Table of Contents
We've been curious about the performance of WSL (Microsoft WSL2) for scientific applications and decided to do a few relevant benchmarks. We do a lot of automated benchmark runs as part of our customer system builds. This benchmark automation is done on a Windows 11 install during our performance checks and stress testing for customer systems. It provides valuable hardware performance information for us and helps with out design and recommendation process. We also do new hardware testing and validation this way in labs. I also do native testing and benchmarking on Linux for our new hardware validation. I wanted to see how well WSL would do as a proxy for some of the automated part of our routine testing. This post is a first exploration of this idea.

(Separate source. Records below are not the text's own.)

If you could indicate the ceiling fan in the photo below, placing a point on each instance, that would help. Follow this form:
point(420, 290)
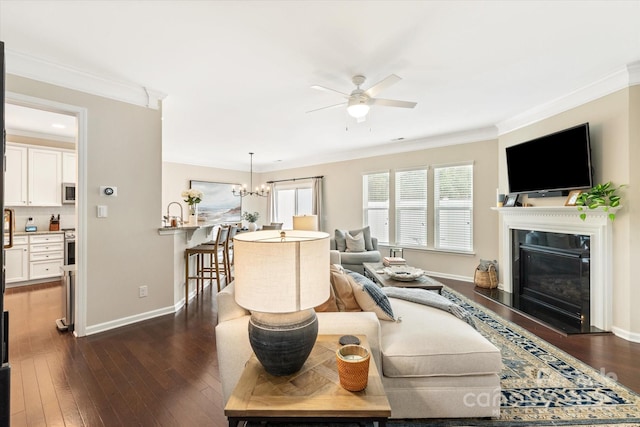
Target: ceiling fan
point(359, 101)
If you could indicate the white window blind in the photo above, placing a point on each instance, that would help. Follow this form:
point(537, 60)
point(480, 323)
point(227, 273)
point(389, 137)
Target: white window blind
point(453, 208)
point(375, 204)
point(411, 207)
point(290, 201)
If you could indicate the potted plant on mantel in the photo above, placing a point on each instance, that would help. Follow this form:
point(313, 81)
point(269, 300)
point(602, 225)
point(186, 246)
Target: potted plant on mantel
point(251, 218)
point(602, 195)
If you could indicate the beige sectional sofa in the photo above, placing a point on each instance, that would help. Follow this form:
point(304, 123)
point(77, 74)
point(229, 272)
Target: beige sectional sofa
point(433, 364)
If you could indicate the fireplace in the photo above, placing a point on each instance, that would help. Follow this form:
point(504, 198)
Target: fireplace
point(551, 278)
point(583, 248)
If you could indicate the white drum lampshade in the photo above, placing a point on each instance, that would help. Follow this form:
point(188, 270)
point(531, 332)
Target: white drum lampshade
point(305, 222)
point(280, 276)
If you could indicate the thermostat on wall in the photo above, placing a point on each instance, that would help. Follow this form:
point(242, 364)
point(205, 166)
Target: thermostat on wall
point(108, 190)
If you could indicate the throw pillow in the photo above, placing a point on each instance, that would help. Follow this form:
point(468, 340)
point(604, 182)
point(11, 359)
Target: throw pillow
point(370, 297)
point(355, 243)
point(330, 304)
point(341, 235)
point(345, 300)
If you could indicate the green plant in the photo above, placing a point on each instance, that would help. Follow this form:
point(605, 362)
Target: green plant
point(602, 195)
point(251, 217)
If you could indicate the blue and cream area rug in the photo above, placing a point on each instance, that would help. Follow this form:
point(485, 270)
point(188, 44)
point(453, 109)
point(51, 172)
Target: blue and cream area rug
point(541, 384)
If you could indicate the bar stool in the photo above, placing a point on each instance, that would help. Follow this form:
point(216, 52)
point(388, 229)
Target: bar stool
point(218, 259)
point(233, 230)
point(204, 270)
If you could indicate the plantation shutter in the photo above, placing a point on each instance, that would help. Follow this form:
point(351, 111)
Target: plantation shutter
point(453, 210)
point(376, 204)
point(411, 207)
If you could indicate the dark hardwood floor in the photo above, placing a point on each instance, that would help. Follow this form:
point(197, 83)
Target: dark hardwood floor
point(164, 372)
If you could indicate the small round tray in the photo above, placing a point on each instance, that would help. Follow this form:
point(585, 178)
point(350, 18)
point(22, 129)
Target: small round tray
point(403, 273)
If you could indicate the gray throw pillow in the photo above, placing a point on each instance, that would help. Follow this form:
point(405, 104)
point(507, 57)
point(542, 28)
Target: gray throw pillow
point(340, 236)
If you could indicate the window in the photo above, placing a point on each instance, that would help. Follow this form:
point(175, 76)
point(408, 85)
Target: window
point(411, 207)
point(292, 200)
point(453, 207)
point(376, 204)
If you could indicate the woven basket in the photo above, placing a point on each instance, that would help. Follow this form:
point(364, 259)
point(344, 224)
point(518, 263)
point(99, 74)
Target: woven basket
point(353, 367)
point(486, 279)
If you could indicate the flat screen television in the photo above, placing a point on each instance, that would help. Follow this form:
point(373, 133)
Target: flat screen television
point(551, 165)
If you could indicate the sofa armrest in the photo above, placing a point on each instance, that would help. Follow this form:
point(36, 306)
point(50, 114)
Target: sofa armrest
point(335, 257)
point(228, 308)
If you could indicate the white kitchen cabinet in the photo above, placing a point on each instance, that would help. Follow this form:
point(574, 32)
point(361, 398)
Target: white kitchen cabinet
point(17, 260)
point(45, 177)
point(69, 167)
point(15, 190)
point(33, 176)
point(46, 255)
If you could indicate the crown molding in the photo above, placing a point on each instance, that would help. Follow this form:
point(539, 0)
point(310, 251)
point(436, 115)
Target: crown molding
point(620, 79)
point(34, 68)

There is another reason for doing this post. It is a teaser for some hardware-specific optimized application containerization that I've been working on! I'm doing a collection of containers for scientific application that are performance optimized for AMD, Intel and NVIDIA hardware platforms. These will serve as a basis for benchmarking and as a resource of optimized scientific application containers available to the public. I will be writing about this project in the following weeks.
For this post I've chosen 3 of my standard performance benchmarks,
- HPL (High Performance Linpack): Heavily optimized floating point numerical performance.

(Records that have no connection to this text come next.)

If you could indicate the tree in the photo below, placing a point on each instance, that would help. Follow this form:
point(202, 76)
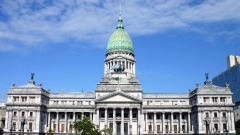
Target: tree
point(107, 130)
point(237, 126)
point(85, 127)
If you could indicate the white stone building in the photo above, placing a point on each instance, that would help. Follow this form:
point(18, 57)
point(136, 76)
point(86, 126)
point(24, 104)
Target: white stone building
point(119, 102)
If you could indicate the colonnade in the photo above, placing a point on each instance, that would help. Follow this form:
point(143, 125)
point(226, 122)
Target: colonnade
point(129, 65)
point(179, 122)
point(121, 124)
point(66, 121)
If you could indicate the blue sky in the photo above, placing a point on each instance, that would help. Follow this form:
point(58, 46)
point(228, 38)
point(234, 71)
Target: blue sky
point(64, 42)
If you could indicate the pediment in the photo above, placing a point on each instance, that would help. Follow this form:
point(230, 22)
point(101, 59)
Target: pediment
point(118, 97)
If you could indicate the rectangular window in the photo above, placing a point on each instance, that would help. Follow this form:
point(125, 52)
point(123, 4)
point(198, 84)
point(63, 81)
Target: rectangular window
point(14, 113)
point(149, 128)
point(215, 127)
point(214, 99)
point(166, 116)
point(125, 128)
point(222, 99)
point(14, 125)
point(149, 116)
point(207, 115)
point(175, 116)
point(125, 115)
point(30, 126)
point(111, 125)
point(134, 115)
point(158, 128)
point(110, 115)
point(183, 116)
point(224, 114)
point(102, 115)
point(24, 99)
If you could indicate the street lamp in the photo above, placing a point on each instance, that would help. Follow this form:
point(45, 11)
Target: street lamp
point(207, 122)
point(23, 122)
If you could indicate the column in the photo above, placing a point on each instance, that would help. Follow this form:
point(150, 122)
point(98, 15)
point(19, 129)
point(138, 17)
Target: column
point(145, 115)
point(65, 122)
point(106, 122)
point(90, 116)
point(189, 125)
point(154, 123)
point(220, 121)
point(163, 122)
point(122, 121)
point(171, 123)
point(114, 121)
point(97, 120)
point(139, 121)
point(74, 118)
point(180, 122)
point(49, 121)
point(57, 122)
point(18, 126)
point(211, 122)
point(130, 123)
point(232, 121)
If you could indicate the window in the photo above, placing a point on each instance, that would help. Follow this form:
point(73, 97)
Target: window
point(14, 113)
point(183, 116)
point(149, 116)
point(206, 99)
point(102, 115)
point(125, 115)
point(71, 116)
point(166, 116)
point(110, 115)
point(24, 99)
point(134, 115)
point(175, 116)
point(14, 125)
point(15, 98)
point(224, 114)
point(222, 99)
point(214, 99)
point(207, 115)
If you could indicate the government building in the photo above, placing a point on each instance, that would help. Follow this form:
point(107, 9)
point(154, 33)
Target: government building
point(119, 102)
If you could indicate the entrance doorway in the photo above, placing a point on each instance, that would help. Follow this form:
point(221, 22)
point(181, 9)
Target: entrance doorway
point(118, 128)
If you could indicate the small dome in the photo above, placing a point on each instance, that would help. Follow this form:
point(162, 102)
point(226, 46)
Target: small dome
point(119, 40)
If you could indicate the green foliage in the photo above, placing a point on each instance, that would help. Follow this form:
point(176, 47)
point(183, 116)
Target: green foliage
point(85, 127)
point(237, 124)
point(107, 130)
point(49, 132)
point(238, 131)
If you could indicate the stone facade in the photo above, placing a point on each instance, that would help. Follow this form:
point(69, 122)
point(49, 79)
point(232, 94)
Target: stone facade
point(119, 102)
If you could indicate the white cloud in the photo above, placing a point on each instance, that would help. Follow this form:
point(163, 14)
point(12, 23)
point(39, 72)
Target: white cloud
point(31, 23)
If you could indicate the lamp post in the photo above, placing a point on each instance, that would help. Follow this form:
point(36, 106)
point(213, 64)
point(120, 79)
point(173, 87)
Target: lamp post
point(23, 122)
point(207, 122)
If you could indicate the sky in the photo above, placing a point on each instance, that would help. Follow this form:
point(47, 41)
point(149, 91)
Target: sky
point(64, 41)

- HPCG (High Performance Conjugate Gradient): Memory performance evaluation. HPCG is representative of memory-bound applications. It is the secondary performance benchmark for the Top500 Supercomputer list. HPL being the primary benchmark.
- NAMD: Molecular dynamics application that is a favorite of mine for hardware testing. It is my "real world" testing application.
I used Spack to create optimized docker containers of these (and other applications) with a build target for AMD zen3 using AMD AOCC compiler and AOCL performance libraries. These containers were then bundled as no-dependency self-running containers using NVIDIA enroot and run with benchmark code on native Linux and WSL.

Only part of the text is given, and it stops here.